Sex and Character

Sex and Character (German: Geschlecht und Charakter) is a book published in 1903 by Otto Weininger.

Male activity and female passivity

The male aspect is active, productive, conscious and moral/logical, while the female aspect is passive, unproductive, unconscious and amoral/alogical. Weininger argues that emancipation should be reserved for the "masculine woman", e.g. some lesbians, and that the female life is consumed with the sexual function: both with the act, as a prostitute, and the product, as a mother.

Forgoing love for the absolute

Woman is a "matchmaker". By contrast, the duty of the male, or the masculine aspect of personality, is to strive to become a genius, and to forgo sexuality for an abstract love of the absolute, God, which he finds within himself.

Nature of genius

A significant part of his book is about the nature of genius. Weininger argues that there is no such thing as a person who has a genius for, say, mathematics, or music, but there is only the universal genius, in whom everything exists and makes sense. He reasons that such genius is probably present in all people to some degree.

Negative archetypal characteristics of Jews

In a separate chapter, Weininger, himself a Jew who had converted to Christianity in 1902, analyzes the archetypical Jew as feminine, and thus profoundly irreligious, without true individuality (soul), and without a sense of good and evil. Christianity is described as "the highest expression of the highest faith", while Judaism is called "the extreme of cowardliness". Weininger decries the decay of modern times, and attributes much of it to feminine, and thus Jewish, influences. By Weininger's reckoning everyone shows some femininity, and what he calls "Jewishness".

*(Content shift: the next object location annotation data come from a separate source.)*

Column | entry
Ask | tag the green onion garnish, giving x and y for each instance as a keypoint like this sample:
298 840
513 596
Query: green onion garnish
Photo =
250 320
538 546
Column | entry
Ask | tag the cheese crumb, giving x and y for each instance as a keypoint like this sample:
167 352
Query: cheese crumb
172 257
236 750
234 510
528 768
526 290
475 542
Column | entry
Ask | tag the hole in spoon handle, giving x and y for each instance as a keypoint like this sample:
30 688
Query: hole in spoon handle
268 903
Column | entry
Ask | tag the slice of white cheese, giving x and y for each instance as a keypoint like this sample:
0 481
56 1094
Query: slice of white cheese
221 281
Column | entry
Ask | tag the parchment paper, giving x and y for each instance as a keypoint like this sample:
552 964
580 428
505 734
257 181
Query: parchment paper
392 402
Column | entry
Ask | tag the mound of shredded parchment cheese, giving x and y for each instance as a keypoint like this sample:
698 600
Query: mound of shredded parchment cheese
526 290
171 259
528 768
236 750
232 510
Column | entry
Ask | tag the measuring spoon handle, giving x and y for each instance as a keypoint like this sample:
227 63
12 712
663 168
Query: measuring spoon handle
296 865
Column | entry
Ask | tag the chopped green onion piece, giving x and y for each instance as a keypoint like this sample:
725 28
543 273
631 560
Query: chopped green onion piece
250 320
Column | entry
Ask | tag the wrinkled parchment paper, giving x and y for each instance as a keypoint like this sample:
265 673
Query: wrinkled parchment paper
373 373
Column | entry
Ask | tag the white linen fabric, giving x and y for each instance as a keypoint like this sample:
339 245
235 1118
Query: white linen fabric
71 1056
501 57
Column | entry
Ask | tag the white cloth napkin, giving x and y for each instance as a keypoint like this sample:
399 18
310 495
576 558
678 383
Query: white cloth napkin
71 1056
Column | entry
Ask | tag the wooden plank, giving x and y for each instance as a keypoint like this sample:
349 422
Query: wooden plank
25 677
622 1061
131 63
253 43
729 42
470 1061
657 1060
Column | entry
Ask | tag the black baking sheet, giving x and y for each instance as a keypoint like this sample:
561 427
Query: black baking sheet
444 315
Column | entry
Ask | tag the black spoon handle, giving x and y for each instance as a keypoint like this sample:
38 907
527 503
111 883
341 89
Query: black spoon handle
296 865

Added notoriety due to Weininger's suicide

Weininger's suicide in the house in Vienna where Beethoven had died, the man he considered one of the greatest geniuses of all made him a cause célèbre, inspired several imitation suicides, and turned his book into a success. The book received glowing reviews by August Strindberg, who wrote that it had "probably solved the hardest of all problems", the "woman problem".